Eight Golds To Grab, Countless Hurdles

Russia's Evgeni Plushenko performs his routine during the Men's Figure Skating short program at the Turin 2006 Winter Olympic Games in Turin, Italy, Tuesday, Feb. 15, 2006.
Eight gold medals are on offer Thursday at the Winter Olympics — seven if you don't count the one that's just about hanging around Evgeni Plushenko's neck.

The 23-year-old Russian figure skater goes into the men's free program at the Palevela in the Lingoto Olympic precinct with such a commanding lead — 10 points — that even his closest pursuer, American Johnny Weir, says Plushenko might lose the gold only "if he falls three times, maybe."

Things might be closer in the women's singles skeleton, the head-first competition on sleds which commences on the Cesana Pariol run now that feet-first luge has ended.

For the American team, the luge competition didn't end well. Two-time Olympic medalists Mark Grimmette and Brian Martin won't get a third medal. The pair, presumably in the Olympics for the final time, saw the same trouble that befell skier Lindsey Kildow and slider Samantha Retrosi. They were trying to become the first Olympians ever to win bronze, then silver, then gold, in that order, but they crashed in turn 14 of their opening run in men's doubles luge.

On Tuesday night, the men of the American figure skating team tried their best to beat an unstoppable Russian, but fell short in the short program, CBS' Manuel Gallegus reports.

Winning a gold is likely out of reach for any American skater as long as Russian Evgeni Plushenko is around.

"Realistically I don t think anybody will beat him unless he really makes mistakes," said U.S. skater Johnny Weir. Competition continues for the men Thursday.

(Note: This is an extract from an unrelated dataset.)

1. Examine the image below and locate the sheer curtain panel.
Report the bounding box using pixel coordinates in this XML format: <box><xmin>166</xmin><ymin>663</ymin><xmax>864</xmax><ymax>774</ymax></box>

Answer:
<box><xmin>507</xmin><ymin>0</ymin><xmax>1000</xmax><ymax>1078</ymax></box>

Check the schedule of upcoming events.
Track the current medal count here.
In related developments:
  • Some folks think it looks like a doughnut. Others see a bagel. Or a giant Life Saver, or a compact disc. An Austrian Olympian used it as an eye patch. Whatever the view, it really is an Olympic medal. Designed by Italians who thought long and hard about the best way to symbolize their country, the Turin medals are very different from any predecessor — each has a hole in the middle.
  • Wang Meng gave China its first gold medal of the Turin Winter Olympics Wednesday, holding off Bulgaria's Evgenia Radanova by the length of a skate in the women's 500-meter short track final Wednesday night. Anouk LeBlanc-Boucher of Canada took the bronze, getting to the line ahead of China's Fu Tianyu by an even smaller margin. It didn't matter when Fu was disqualified for cross-drafting.
  • Apolo Anton Ohno led the Americans into the finals of the 5,000-meter relay and advanced in the 1,000 on Wednesday night, avoiding the sort of trouble that knocked him out of his first Olympic short track event. Ohno and his teammates — Rusty Smith, J.P. Kepka and Alex Izykowski — beat China to the line to win their semifinal relay race. The top two teams were in comfortable positions after skaters from Japan and Italy collided with 21 laps to go, leaving them far behind.
  • Barely 48 hours after Kildow crashed, she was closing in on the same stretch of the Olympic downhill course where her training run had ended in near disaster. "I was a little nervous, I'm not going to lie," she said. "It was very difficult." Kildow didn't make it to the medals stand — that would have been asking too much — but settled instead for eighth in a race she came to San Sicario with a solid chance to win. Just showing up at the starting gate, though, made her golden to the ski world.
  • The U.S. squad did not get through the quarterfinals today in the new Olympic event of speedskating team pursuit. That means Chad Hedrick will not reach his goal of five gold medals at this Olympics.
  • NHL goalie Dominik Hasek is scheduled for an MRI tomorrow in the Olympic Village. The Czech goalie injured his left hamstring during a hockey opener today in Turin.
  • Toby Dawson is bringing home a bronze medal from the men's moguls at the Turin Olympics. Jeremy Bloom was sixth and fellow American Travis Mayer placed seventh.
  • Not that long ago, Ted Ligety was everything Bode Miller is not: unknown, unsponsored, unaccomplished. Now, thanks both to his own clean, aggressive skiing and errors by Miller and other favorites, Ligety is an Olympic champion (video). Never before a competitor at a Winter Games, never before a winner of any major race, Ligety produced two spectacular slalom runs to pull out the combined event Tuesday night, only the fourth time in Olympic history an American man has collected a gold medal in Alpine skiing.
  • Figure skater Emily Hughes is due to arrive in Turin on Thursday. The newest Olympian's departure from the New York area was delayed by a snowstorm. She'll skate in Turin for the first time on Friday and hold a news conference that day. Hughes is the younger sister of 2002 Olympic champion Sarah Hughes. She's heading to Turin to fill in for injured nine-time national champion Michelle Kwan.